Quebec Cracks Down On Translated Videogames
Thanks to VE3D for their story revealing that the Quebec government is cracking down on videogames without complete French-language packaging, meaning that game stores in Quebec are having to return or amend significant portions of their stock. The article says that "...the likes of Electronic Arts, Sony and Microsoft have been following this law for sometime, but everyone else has ignored it", and a game store worker on the Gaming-Age forums indicates stores "...can't sell anything that doesn't have a French cover", so this new enforcement means that "...the cover that says 'Only on Xbox' must read 'Seulement sur Xbox'."
This has been a problem for a while now for merchants in Quebec, and there have been numerous stories. What gets me is that even if you only speak English, your signs and advertising still have to have French in it. Just silly.
"...today consumers have been conditioned to think of beer when they see a bullfrog..."
While this is true, the problem doesn't seem to be products that have their packaging written entirely in English so much as products whose packaging is in some amalgam of English and French.
I can understand why Quebec might want to pass a law agains this - prevention of dilution of the language an' all that. Actually, not really dilution of the language - as one of the most spoken languages in the world, French is hardly in any danger of disappearing from the face of the earth. I think the Quebequois are worried that their kids will just start speaking English, which would be a major step toward their disappearance as a distinct ethnic group.
But still, I see two problems with this law other than the knee-jerk "stupid foreigners rejecting the God-Given language of the American People" reaction a lot of folks seem to be spouting on this subject.

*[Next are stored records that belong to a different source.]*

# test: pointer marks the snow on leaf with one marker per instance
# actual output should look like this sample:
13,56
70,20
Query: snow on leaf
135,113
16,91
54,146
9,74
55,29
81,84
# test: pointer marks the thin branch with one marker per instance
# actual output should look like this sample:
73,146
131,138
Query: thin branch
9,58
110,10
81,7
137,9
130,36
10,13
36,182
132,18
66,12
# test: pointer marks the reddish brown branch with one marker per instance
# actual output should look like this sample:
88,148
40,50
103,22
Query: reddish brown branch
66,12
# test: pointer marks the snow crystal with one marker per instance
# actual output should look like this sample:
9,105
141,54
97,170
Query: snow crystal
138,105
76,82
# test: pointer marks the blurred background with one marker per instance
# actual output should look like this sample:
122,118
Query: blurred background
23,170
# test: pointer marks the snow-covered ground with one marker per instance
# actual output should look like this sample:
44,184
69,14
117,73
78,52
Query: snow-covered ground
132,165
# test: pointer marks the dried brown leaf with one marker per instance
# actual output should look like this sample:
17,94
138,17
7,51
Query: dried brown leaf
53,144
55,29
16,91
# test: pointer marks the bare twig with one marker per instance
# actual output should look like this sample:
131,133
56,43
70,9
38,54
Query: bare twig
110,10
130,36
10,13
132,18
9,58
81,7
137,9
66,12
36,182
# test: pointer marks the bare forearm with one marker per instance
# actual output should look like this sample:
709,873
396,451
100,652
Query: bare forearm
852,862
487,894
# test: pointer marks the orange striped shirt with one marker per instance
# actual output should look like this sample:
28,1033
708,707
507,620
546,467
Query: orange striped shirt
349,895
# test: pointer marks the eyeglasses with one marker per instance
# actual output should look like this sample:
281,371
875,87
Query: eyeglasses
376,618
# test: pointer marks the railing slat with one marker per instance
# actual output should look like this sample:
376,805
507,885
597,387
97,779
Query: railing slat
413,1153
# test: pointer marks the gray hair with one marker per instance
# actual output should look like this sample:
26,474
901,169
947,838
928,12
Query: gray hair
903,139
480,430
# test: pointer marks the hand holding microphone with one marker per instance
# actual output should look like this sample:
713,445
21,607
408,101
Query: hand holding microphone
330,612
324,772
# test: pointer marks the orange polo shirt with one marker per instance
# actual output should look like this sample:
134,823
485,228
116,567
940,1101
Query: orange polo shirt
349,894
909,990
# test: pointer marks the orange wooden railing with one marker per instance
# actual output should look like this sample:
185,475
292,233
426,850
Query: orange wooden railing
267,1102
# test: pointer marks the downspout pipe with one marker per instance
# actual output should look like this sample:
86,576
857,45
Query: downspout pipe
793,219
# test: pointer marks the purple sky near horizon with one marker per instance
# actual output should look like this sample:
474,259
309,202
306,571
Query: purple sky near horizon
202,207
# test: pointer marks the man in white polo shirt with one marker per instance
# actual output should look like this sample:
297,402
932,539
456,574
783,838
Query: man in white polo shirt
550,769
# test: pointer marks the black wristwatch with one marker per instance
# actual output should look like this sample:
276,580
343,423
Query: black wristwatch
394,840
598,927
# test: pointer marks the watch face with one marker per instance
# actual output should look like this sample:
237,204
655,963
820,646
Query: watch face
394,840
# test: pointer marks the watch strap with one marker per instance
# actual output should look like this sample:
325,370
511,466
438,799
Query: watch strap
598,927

First - Does it outlaw a shopkeeper selling imported products which were never meant to be marketed in Quebec in the first place? (I'm thinking video games that haven't been translated into French.)
Second, it seems like it could discourage commerce in Quebec. Requiring 100% of a product's packaging, even the small stuff that doesn't matter like an Official Nintendo Seal of Quality or somesuch, is increasing the bottom line for companies that wish to market products in Quebec, and might succeed in causing some products to simply not be sold there. Here I'm primarily thinking stuff that won't be sold outside of Canada or North America, where the french-speaking population is small enough to make such an increase in bottom line really matter.
The problem is that this is a cynical anti-competitive law, designed to make it difficult for other countries to sell products into Quebec.
There clearly is a market for English-only products, or they wouldn't be on the shelves. The removal of these games harms the consumer who can't buy them and the games company who is losing a sale.
The only beneficiary of this restriction on free trade is the Quebec economy.